Lake Como is located in Northern Italy’s Lombardy region. It’s an upscale resort area known for its scenery, set against the foothills of the Alps. Many iconic movies were filmed in Lake Como, such as Star Wars, Ocean’s Twelve, and James Bond: Casino Royale. George Clooney also famously has a house here in the town of Laglio, located between Cernobbio and Lenno on the west side of the lake.
When To Go To Lake Como
While I’m pretty sure Lake Como will be as dreamy in one season as it will in the next, we enjoyed visiting in the fall. Late October to be exact. The temperature did drop at night and the ferries were a bit chilly, but it didn’t bother us much. If you are someone who tends to get cold easily, I’d recommend a windbreaker in addition to your sweaters and jackets for that cool breeze off the water.
October was considered their off season, which was nice in that we didn’t find it to be very crowded anywhere. I also think that’s why we got such a good rate on our Airbnb and maybe our car rental too. The only downsides were that it gets darker earlier that time of year and some places that are seasonal were closed or had limited openings. Did I mention that there were fall leaves? That certainly made up for it in my Floridian eyes!
We were there for 4 days and 3 nights. I would say that is the minimum amount of time you should spend visiting Lake Como. We certainly covered some ground, but we could have stayed a week easily. Especially considering how stunning our Airbnb view was, I wish we had time to pick up some groceries from a local market to enjoy out on the terrace.
How To Get To Lake Como
The best way to get to Lake Como is to first fly into Milan Malpensa Airport (MXP). It’s the largest international airport in the Milan metropolitan area in northern Italy. Then, rent a car from the airport and start driving! It’s about an hour and a half away – not too far at all. My friend who is currently living in The Netherlands did all the driving, so if you’re not from the EU, you may want to look into what is required to drive in terms of any extra paperwork, insurance or licensing.
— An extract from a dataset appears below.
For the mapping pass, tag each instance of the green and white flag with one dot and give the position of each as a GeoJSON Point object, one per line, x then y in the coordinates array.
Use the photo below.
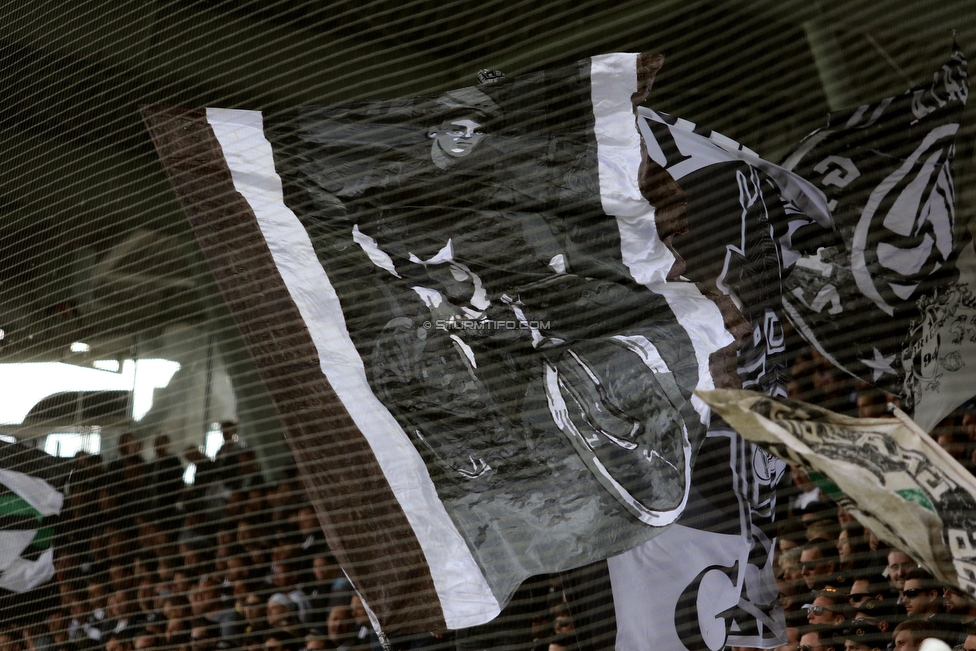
{"type": "Point", "coordinates": [30, 506]}
{"type": "Point", "coordinates": [887, 472]}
How To Get Around Lake Como
As previously mentioned, we rented a car from the airport for our trip. More specifically, we got a white Audi A6 Hatchback! It was a good deal, so why not book the luxury option? The car was smooth, quiet and very comfortable, but way too wide for the roads around Lake Como. We managed, but cut it close a few too many times on the very narrow, twisting and turning roads along the mountain. I think we would all agree that if we returned to Lake Como, we would get a smaller, more narrow car for our daily adventures. A car is, in my opinion, very necessary for a trip to Lake Como. I very rarely saw taxis or Ubers or anything of the sort. I think the only way you could get around this is if you’re staying at a hotel that can arrange transportation for you, though I’m pretty sure that would be more expensive than renting a car. Up to you, of course!
In addition to driving, another mode of transportation we used a lot during our trip was the ferry.


We also spotted water taxis and kayak rentals in Bellagio.
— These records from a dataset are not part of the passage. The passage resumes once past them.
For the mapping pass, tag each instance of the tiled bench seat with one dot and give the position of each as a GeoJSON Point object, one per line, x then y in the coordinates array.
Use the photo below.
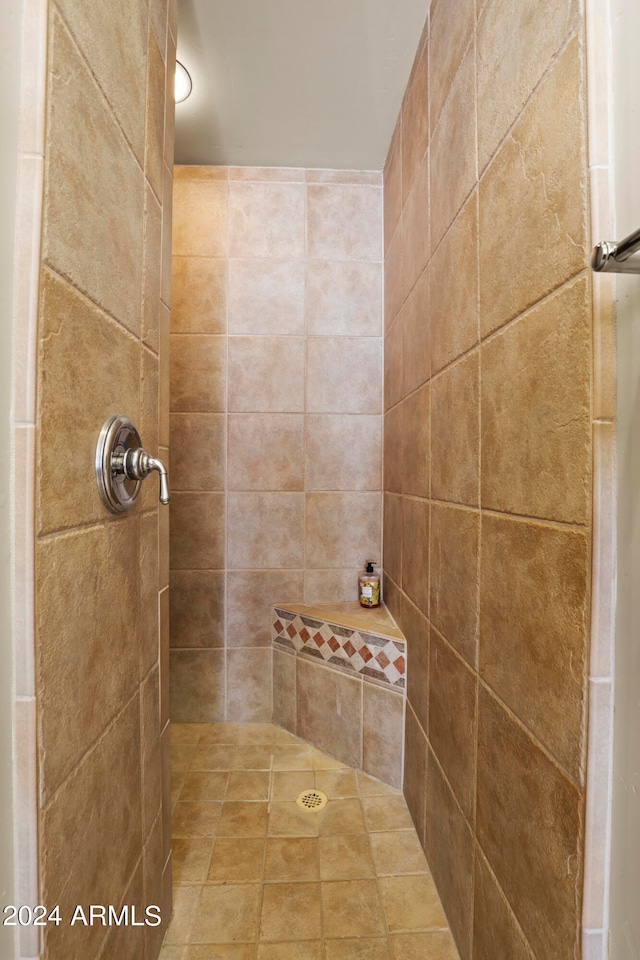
{"type": "Point", "coordinates": [339, 682]}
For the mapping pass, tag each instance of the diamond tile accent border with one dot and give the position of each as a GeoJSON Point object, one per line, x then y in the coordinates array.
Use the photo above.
{"type": "Point", "coordinates": [368, 655]}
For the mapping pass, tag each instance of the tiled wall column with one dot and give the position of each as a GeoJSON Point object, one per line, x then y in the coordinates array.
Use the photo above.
{"type": "Point", "coordinates": [488, 451]}
{"type": "Point", "coordinates": [276, 415]}
{"type": "Point", "coordinates": [101, 584]}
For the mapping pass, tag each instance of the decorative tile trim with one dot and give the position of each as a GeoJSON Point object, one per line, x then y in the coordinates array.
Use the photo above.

Where We Stayed in Lake Como
We stayed at an Airbnb in Lezzeno, which is a small village about a 15-minute drive (5 km) south of Bellagio. There wasn’t much to do in Lezzeno that was actually open (most restaurants were seasonal), but its location close in proximity to Bellagio proved to be very convenient for getting wherever we wanted to go.
The property and views were ABSOLUTELY INCREDIBLE for the reasonable cost we paid. It seemed too good to be true. I honestly think we just lucked out! I will let the pictures below speak for themselves.
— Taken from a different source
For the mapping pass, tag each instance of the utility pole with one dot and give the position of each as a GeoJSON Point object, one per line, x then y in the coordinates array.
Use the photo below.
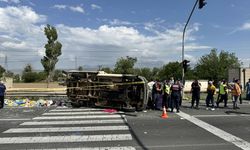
{"type": "Point", "coordinates": [76, 62]}
{"type": "Point", "coordinates": [202, 3]}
The superhosts, per Airbnb standards, Monica and Paolo were wonderful. Monica provided us with a ton of instructions, maps, and recommendations before our trip, and Paolo came to check in on us after we arrived to see if there was anything else we needed. We were grateful for their detail and quick responses, as it was a few awkward turns to go up the mountain to find it. They also let us know that there is a short walk between where you park and where the apartment is. It was basically a small lot of about 5 parking spaces, then we crossed a stone bridge over a waterfall, next to an old farm, through a winding path until we landed at the gate to the home. From the car to the gate was probably a 5 minute walk or so. Not far, but not great for transporting rolling suitcases, getting home after dark, or in the rain. My only negative comment about this apartment was that the walkway was not well lit at night. We ended up all using the flashlights on our phones and walking with locked arms. Haha! It was scary.










Lezzeno, Lake Como
Although I have everywhere we went mapped out at the bottom of this post, I did want to show you where Lezzeno is, pinned below. You will also notice the wishbone or upside-down Y shape of Lake Como, with Bellagio at the center. In order to get across, you take the ferry or drive all the way around the lake, which can take over an hour from Lezzeno to Lenno for example.

Crotto dei Pescatori
The waterfront restaurant Crotto dei Pescatori in Lezzeno was the only place open in town operating at their normal business hours in the off-season, likely due to their six hotel rooms upstairs. Fortunately for us, it had a welcoming atmosphere, plenty of seating, a large menu, and an impressive wine list. We ordered a few of their pizzas, their local fish ravioli and other pastas, pistachio gelato, and of course some recommended Italian wine to pair with it all. During season, Ristorante Aurora is also worth checking out.










Bellagio, Lake Como
Located a short 15-minute drive away and offering the nearest ferry terminal to our Airbnb, we found ourselves going to Bellagio almost every day. It is the most touristy town on the Lake – you’ve probably heard of it too – but that didn’t turn us away. If anything, the fact that it was touristy allowed for more places to be open in their off-season. There’s a lot to explore especially if you like shopping, making it worthy of a day trip if you aren’t staying as close by as we were. Make sure you wear comfortable shoes! There are a lot of little stairs here.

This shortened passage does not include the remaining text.